Graduate's Babywearing Study Wins Award

Leslee Weible's research reveals babywearing's impact on thermal comfort

| Author: Lori Peterson | Media Contact: Lori Peterson

Central Michigan University (CMU) graduate Leslee Weible has been recognized with the Outstanding Graduate Project Award from CMU's Office of Research and Graduate Studies for her research on the impact of babywearing on thermal comfort. Weible's project, titled "An Exploratory Study on Babywearing and How it Affects Heat Interaction and Thermal Comfort Utilizing Thermal Manikins," sheds new light on the relationship between babywearing and the microclimate it creates for both the baby and the wearer.

Through her study, Weible aimed to understand the heat interaction between the baby and the caregiver during babywearing and to explore the babywearing apparatus used in testing as a layer. She conducted her research in a standard environment as well as in two cold climates to gain a better understanding of the microclimates created by the babywearing system. Weible's innovative approach to testing involved using thermal manikins in tandem to propose a new method of testing babywearing through thermal manikins.

Weible's research revealed that the temperature between the adult and infant was significantly higher than the climate being tested, leading her to conclude that the babywearing apparatus used in the study could be counted as a layer. Her study demonstrates the importance of testing products in their end-use conditions to allow for better designs, safety parameters, and knowledge for the end consumers.

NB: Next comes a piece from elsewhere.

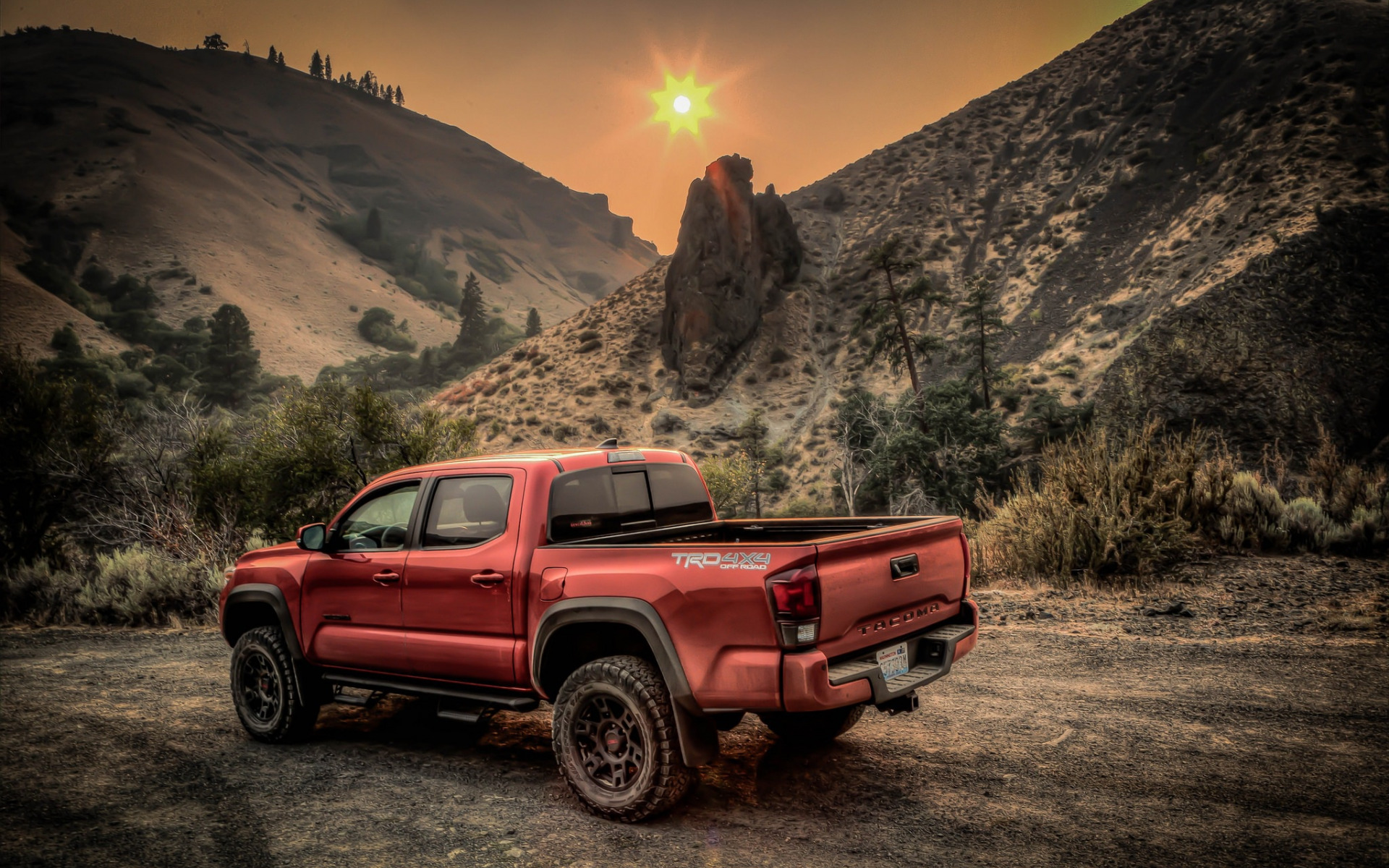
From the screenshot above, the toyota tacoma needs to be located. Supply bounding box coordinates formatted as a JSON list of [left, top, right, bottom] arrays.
[[219, 441, 980, 821]]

"Testing for babywearing apparatuses focuses primarily on safety, but there are other performance aspects of these devices that could affect the safety of the users," Weible explains. This highlights the need for researchers and students to think creatively and outside the box with their studies to identify new research opportunities and how to get there.

Weible's groundbreaking research is a testament to CMU's commitment to producing innovative and forward-thinking graduates. Her study can potentially lead to the creation of new babywearing apparatuses that are not only safe but also comfortable and efficient for both the baby and caregiver.